I have a graph structure in C and want to make a deep copy of it (including nodes and edges).
The structure looks like this:
struct li_list {
struct li_node n;
};
struct li_node {
struct li_node *next, *prev;
};
struct gr_graph {
struct li_list nodes;
int nodecount;
};
struct gr_node {
struct li_node node;
struct gr_graph *graph;
int pred_count, succ_count;
struct li_list pred, succ;
};
struct gr_edge {
struct li_node succ, pred;
struct gr_node *from, *to;
unsigned long marks;
};
These structs do not exist as themselves, but "inherited" in another struct, like this:
struct ex_node {
struct gr_node _; // "Superclass"
int id;
struct ex_node *union_find_parent;
...
}
Is there an elegant solution of creating a deep copy such a structure, including updating references to the copies?
Note: Members of nested structs do not point to the root struct it contains, but to their related nested struct (for instance, ex_node._.pred.n.next points to a ex_edge._.pred). This implies tedious pointer arithmetic when these must be updated.
My solution up to now is
Memcopy all structs
Iterate through all copies
Call a bunch of macros for all fields that contain references (Due to missing RTTI in C, I probably won't come around this)
The macros use
offsetof to calculate the address of the root struct
Retrieve the address of the copied equivalent
offsetof to make the pointer point to the correct nested struct
Is there any easier way to do this? I am also afraid that I forget to add a macro call when I add more fields.
I don't think you can do a deep-copy per se, as the pointers will have a memory address assigned to the pointers, the best way I can think of a deep-copy is to simply allocate a new graph structure and copy the data (not pointers) and build it up from there by mallocing the new pointers and adjust the pointers in the ex_node structure. That would be a more thorough solution...
Hope this helps,
Best regards,
Tom.
Sounds ok. My $0.02:
Not sure why you need both li_list and li_node. Further, don't you need a data member for li_node?

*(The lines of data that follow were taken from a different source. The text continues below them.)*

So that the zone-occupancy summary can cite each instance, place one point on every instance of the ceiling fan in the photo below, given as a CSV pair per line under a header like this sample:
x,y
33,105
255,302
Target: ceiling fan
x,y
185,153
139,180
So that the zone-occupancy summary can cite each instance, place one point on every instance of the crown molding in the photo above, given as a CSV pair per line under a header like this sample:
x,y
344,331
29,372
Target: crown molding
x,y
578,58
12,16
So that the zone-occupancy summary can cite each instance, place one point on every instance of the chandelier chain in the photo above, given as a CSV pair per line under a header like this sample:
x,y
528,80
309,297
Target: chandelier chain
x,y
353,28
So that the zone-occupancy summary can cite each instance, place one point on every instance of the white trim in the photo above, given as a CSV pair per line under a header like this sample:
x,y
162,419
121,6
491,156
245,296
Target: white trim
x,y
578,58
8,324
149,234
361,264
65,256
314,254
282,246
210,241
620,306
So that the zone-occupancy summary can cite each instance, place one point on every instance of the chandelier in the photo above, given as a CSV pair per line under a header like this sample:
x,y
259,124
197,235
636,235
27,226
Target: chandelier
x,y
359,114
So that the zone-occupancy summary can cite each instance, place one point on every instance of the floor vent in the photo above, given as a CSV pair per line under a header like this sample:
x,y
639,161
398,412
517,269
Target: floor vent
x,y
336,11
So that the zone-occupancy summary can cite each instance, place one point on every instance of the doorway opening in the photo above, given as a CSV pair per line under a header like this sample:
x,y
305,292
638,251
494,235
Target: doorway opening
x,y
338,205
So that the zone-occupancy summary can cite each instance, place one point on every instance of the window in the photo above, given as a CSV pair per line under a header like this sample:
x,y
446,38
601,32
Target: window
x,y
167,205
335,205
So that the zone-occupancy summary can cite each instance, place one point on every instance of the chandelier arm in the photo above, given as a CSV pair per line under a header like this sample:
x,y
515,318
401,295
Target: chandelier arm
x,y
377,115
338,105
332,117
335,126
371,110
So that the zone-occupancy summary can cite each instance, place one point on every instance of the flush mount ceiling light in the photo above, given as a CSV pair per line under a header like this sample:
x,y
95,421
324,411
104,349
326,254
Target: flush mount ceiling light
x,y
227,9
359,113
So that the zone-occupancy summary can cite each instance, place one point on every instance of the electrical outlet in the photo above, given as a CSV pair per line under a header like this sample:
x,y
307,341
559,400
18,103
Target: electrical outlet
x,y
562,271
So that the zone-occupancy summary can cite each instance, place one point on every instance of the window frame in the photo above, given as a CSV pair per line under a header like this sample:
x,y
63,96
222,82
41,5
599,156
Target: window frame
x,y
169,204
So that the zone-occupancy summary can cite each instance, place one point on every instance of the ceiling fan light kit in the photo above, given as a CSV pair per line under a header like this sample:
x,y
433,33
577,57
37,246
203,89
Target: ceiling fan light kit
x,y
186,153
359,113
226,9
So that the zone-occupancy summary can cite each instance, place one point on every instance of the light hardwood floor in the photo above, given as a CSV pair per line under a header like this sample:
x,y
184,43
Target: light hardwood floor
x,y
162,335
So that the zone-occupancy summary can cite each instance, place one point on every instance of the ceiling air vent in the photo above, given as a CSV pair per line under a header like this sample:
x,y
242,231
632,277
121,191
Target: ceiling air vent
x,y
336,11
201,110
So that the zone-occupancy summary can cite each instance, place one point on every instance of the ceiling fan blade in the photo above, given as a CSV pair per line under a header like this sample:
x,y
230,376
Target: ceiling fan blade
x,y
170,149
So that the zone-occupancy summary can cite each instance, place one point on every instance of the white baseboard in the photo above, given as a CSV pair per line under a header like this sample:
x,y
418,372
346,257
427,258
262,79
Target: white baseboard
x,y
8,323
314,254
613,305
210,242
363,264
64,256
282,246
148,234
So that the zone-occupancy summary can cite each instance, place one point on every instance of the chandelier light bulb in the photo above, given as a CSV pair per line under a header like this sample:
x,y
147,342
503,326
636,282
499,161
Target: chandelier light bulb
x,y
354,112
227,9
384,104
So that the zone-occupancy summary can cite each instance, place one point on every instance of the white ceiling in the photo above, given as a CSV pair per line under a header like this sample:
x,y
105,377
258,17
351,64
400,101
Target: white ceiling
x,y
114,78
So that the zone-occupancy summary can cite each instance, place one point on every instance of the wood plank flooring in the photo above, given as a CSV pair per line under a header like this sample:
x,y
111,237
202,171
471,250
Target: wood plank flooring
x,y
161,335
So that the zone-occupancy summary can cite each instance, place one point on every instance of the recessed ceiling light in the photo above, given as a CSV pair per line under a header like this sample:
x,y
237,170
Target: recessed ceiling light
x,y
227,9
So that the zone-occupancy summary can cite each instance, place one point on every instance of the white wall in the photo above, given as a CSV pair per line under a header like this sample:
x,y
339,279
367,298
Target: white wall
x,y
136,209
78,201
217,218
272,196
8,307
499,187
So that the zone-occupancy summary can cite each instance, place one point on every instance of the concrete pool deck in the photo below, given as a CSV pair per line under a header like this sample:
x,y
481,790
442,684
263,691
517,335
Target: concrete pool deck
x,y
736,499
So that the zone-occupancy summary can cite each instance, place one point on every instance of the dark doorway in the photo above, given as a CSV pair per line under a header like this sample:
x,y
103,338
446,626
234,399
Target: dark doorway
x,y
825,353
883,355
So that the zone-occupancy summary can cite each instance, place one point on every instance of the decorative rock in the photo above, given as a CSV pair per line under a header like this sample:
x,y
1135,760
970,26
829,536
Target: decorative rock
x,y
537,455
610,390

The overall structure looks a bit complex (of course, I don't know your requirements) and smells of C++ style design (pardon me, if I am wrong)
memcpy is not required. A simple assignment suffices.
Define a function pointer member for each structure with pointer members, so that you can do:
So:
struct foo {
int datum;
int *p;
foo_copy pfoo;
};
typedef void (*foo_copy)(const struct foo *src, struct foo *dst);
void foo_cp(const struct foo *src, struct foo *dst)
{
*dst = *src; // copy non-pointer data
dst->p = malloc(sizeof *dst->p);
dst->p = *src->p;
}
// somewhere else
struct foo s;
// initalize
struct foo *t = malloc(sizeof *t);
s.copy(&s, &t);
and nested types call appropriate member copy methods ...
memcpy all structs and create a sorted list where each entry contains address of original struct and address of copy of struct.
Now iterate through all copies. For each pointer variables in all copied structs, search pointer in the sorted list and replace it with the address of its copy.
Yes, there is an elegant solution using spanning trees and the decorator pattern.
-First, build a spanning tree of the graph. You can use a DFS (Depth First Search)
or a BFS(Breadth First Search) to achieve this. Use the decorator pattern to give
each each visited node a unique identifier.
-Next, (or at the same time) traverse the spanning tree from start to finish
and begin building your second tree by allocating new nodes and connecting
the edges that form the spanning tree.
-Finally, take one more pass through the spanning tree, and using the synchronized
identifiers, connect the remaining missing edges in the new graph, so that they match the
connectivity of the old graph.
(e.g. If node5 in graph1 has edges connecting to node7 and node 11, then
use the ordering of graph2 to connect its node5 to its node7 and 11.)